Penyusup Acara HUT Bhayangkara di Gunung Lawu Tewas Didor Usai Lukai Polisi

Oleh Yopi Makdori pada 21 Jun 2020, 19:01 WIB
Diperbarui 21 Jun 2020, 19:01 WIB
Garis Polisi Ilustrasi
Perbesar
(Liputan6.com/ilustrasi)

Liputan6.com, Jakarta - Kapolda Jawa Tengah Irjen Ahmad Luthfi membenarkan adanya aksi penyerangan oleh orang tak dikenal (OTK) yang menyusup di acara Peringatan hari ulang tahun (HUT) ke-74 Bhayangkara di Gunung Lawu Cemoro Kandang, Desa Gondosuli, Tawangmangu, Karanganyar.

Menurut Luthfi, setelah melukai anggota sekaligus sopir Wakapolres Karanganyar, Bripda Hanif Ariyono, pelaku dikejar oleh petugas. Aparat kepolisian pun terpaksa mengambil tindakan tegas terukur dengan memuntahkan timah panas ke arah pelaku.

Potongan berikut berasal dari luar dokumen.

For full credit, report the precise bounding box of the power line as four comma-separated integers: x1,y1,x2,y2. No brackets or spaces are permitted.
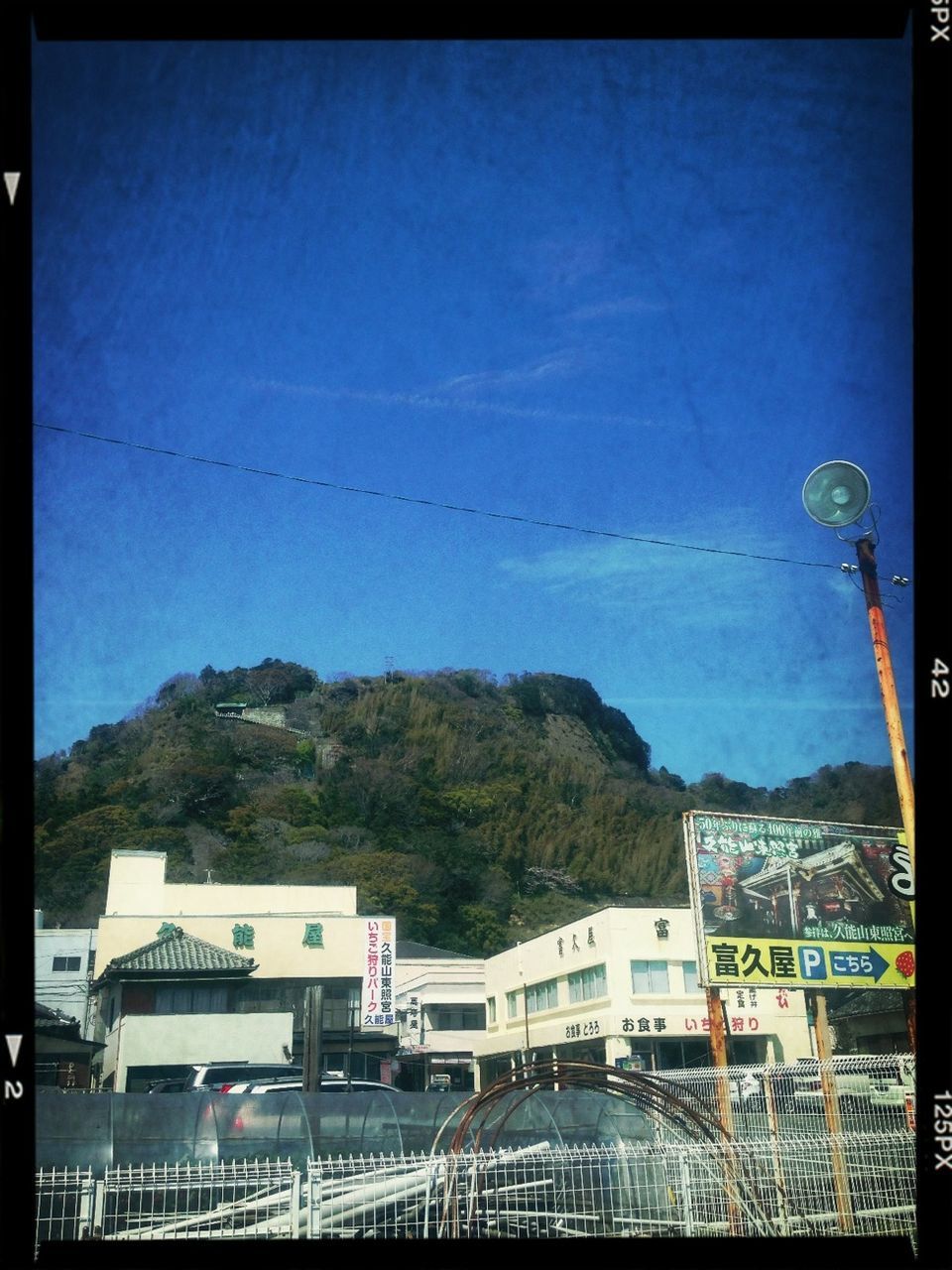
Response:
33,423,839,569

"Kita kejar ambil tindakan dilumpuhkan tiga kali, terjatuh, dibawa ke RS. Dia kehabisan darah, kemudian meninggal dunia. Belum diketahui identitasnya," ujar Kapolda Jateng, Minggu (21/6/2020).

Aksi penyerangan tersebut juga melukai seorang tamu di acara Peringatan HUT ke-74 Bhayangkara di Gunung Lawu bernama Jarot Broto Sarwono. Insiden tersebut terjadi pada pada Minggu (21/6/2020) sekira pukul 10.45 WIB. 

Saat itu, anggota polres Karanganyar akan melaksanakan susur Gunung Lawu dalam rangka HUT ke-74 Bhayangkara.

 

Luka Sobek di Leher

Akibat penyerangan itu, Bripka Hanif mengalami luka sobek di leher sebelah kanan dan punggung. Seorang lainnya yang juga menjadi korban Jarot Broto Sarwono. Dia juga mengalami luka sobek di lengan kanan sama punggung

Sementara itu, pelaku yang belum diketahui identitasnya dilumpuhkan dengan senjat api. Korban dikabarkan dilarikan ke RSUD Karanganyar.